Dini içerikli bir sohbet programı düşünün ki, reyting listesinde milyonlarca dolarlık iddialı dizileri, sükseli yarışmaları, haber bültenlerini geride bırakıp birinci sıraya yerleşsin... Dünya üzerinde bunun bir örneği daha yok. ABD'de bazı kablolu/paralı kanallarda pazar vaizlerinin önemli reyting sonuçları aldığını biliyorum ama Prof. Dr. Nihat Hatipoğılu'nun elinde bulundurduğu cazibe potansiyeline kimse yaklaşamadı.
5 Temmuz'un reyting sonuçlarını ele alalım mesela...
Total izleyici grubunda atv'deki Nihat Hatipoğlu ile Sahur programı 3.65 izlenme oranı ve 23.45 izlenme payı ile birinci oldu. Hem de en iddialı aşk dizilerini, yapımı için tonla para dökülen müthiş yarışmaları, onca haber bültenini peşine takarak... Hatipoğlu'nun o gün sunduğu iftar programı ise aynı listede 5'inci olarak yine müthiş bir başarının altına imza attı.
Hatipoğlu'nun başarısı sadece reyting rakamlarından mı ibaret? Tabii ki değil.
Hatipoğlu aynı zamanda en çok 'konuşturan' programların da sahibi. İşte belgesi:
Interpress'ten Deniz Bağcı kardeşimin köşemize ulaştırdığı bilgilere göre Ramazan'ın ilk haftasında ekrana gelen 35 Ramazan programı arasında yazılı medya en çok Prof. Dr. Nihat Hatipoğlu'nun haberlerine yer vermiş. Hatipoğlu bu süre içinde tam 143 habere konu olurken, en yakın rakibi ise sadece 42 haberde anılmış.
Hocamıza her seçim dönemi öncesinde son derece cazip teklifler geldiğini biliyorum.

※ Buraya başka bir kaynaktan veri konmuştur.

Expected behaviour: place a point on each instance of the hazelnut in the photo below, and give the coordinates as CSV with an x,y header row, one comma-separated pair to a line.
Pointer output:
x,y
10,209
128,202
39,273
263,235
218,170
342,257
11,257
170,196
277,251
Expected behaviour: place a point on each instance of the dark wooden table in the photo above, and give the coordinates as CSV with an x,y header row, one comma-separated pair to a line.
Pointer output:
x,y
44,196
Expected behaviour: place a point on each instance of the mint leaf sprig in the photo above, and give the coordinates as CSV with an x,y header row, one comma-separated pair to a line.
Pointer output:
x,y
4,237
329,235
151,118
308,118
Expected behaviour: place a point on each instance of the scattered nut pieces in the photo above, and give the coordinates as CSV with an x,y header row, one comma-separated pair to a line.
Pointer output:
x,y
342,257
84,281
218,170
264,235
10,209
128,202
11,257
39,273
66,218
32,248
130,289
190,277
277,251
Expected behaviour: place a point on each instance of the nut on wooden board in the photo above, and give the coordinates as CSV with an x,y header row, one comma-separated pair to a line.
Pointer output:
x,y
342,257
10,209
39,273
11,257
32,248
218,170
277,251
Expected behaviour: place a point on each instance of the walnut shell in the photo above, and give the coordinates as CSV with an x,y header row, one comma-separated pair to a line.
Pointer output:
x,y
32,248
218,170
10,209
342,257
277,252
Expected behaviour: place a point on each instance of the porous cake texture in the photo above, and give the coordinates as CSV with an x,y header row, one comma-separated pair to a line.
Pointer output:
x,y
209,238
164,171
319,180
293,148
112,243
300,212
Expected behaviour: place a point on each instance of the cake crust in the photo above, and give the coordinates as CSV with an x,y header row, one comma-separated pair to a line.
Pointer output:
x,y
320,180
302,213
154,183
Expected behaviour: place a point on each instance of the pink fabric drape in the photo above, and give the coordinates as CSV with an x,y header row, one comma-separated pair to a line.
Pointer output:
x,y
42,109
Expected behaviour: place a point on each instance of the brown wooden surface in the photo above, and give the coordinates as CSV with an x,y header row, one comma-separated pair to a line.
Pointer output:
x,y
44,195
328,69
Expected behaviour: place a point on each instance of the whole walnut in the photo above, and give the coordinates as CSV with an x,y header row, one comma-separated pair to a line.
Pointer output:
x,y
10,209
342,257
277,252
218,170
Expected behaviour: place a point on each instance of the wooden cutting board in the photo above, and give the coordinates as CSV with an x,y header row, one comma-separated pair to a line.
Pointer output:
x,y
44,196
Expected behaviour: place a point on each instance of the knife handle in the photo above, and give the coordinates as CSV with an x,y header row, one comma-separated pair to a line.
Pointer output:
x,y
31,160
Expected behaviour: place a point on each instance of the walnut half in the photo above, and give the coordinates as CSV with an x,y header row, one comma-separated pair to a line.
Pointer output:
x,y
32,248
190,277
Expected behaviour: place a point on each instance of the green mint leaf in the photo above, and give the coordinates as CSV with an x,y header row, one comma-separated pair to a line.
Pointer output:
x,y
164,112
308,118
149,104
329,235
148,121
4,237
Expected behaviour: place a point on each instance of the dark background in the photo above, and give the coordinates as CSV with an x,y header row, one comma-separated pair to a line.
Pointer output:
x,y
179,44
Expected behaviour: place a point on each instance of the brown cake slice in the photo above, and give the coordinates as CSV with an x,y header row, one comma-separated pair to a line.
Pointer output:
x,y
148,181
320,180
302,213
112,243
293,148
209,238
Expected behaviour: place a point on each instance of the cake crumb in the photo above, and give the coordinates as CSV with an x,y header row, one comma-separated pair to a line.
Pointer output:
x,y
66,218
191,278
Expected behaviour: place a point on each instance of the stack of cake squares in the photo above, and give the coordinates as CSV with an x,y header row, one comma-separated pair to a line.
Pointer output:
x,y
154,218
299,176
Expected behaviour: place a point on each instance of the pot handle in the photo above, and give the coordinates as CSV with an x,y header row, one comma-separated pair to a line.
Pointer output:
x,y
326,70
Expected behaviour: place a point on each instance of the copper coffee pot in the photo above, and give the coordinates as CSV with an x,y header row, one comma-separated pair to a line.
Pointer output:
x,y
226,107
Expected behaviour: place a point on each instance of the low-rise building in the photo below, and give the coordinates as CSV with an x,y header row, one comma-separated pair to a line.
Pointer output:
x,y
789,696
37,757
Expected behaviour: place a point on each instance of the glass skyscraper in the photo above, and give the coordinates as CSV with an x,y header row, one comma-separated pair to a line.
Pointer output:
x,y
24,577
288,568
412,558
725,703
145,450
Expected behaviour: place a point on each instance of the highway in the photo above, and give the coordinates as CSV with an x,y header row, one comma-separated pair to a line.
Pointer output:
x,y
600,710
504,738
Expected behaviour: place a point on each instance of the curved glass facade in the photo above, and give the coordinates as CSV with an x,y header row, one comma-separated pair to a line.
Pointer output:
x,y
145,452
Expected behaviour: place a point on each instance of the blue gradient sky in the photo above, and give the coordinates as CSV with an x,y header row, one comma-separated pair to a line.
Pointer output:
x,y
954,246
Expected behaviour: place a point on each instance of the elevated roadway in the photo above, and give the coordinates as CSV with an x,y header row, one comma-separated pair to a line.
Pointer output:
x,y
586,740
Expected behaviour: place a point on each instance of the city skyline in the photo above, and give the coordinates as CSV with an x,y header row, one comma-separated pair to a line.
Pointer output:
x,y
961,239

Partiler onu kendi listelerinden aday gösterebilmek için çok önemli mevki ve makamlar teklif ediyorlar. Hatipoğlu ise topluma sadece ilim adamı olarak hizmet etmekte kararlı.
İyi ki de öyle yapıyor, iyi ki de siyasete bulaşmıyor.
Nihat Hatipoğlu hocamızın ekran başarısının sırrını bu sütunlarda defalarca analiz ettim.
Her şeyden önce 'aydın' kişiliği, 'hoşgörü' ile bezeli 'mütevazı' tavrı ve pek çok rakibi her Ramazan'da aynı sözleri tekrarlarken, onun 'araştırmacı' kişiliğinin etkisiyle her daim 'yeni' bir şeyler söylemesi halkı cezbediyor.
Vatandaşın sorduğu sorulara her zaman, aldığı ilahiyat eğitiminin gereğince en doğru, en mantıklı, en etkileyici yanıtları veriyor.
Edindiği onca şöhrete, bünyesinde barındırdığı bunca 'etkileme gücüne' rağmen, yetenek ve kuvvetini sadece ve sadece 'Allah yolunda' harcıyor olması ve yıllardır bir gram bile 'kibre' bulaşmaması, kimileri ekranda vaaz vermeyi 'şov ve sansasyon aracı' sayarken, alçakgönüllülüğünden ödün vermemesi onu gerçek bir 'kılavuz' haline getiriyor.
Prof. Dr. Nihat Hatipoğlu, ülke vatandaşlarının neredeyse yüzde 100'ünün arkasından yürümeye hazır olduğu belki de tek şahsiyet...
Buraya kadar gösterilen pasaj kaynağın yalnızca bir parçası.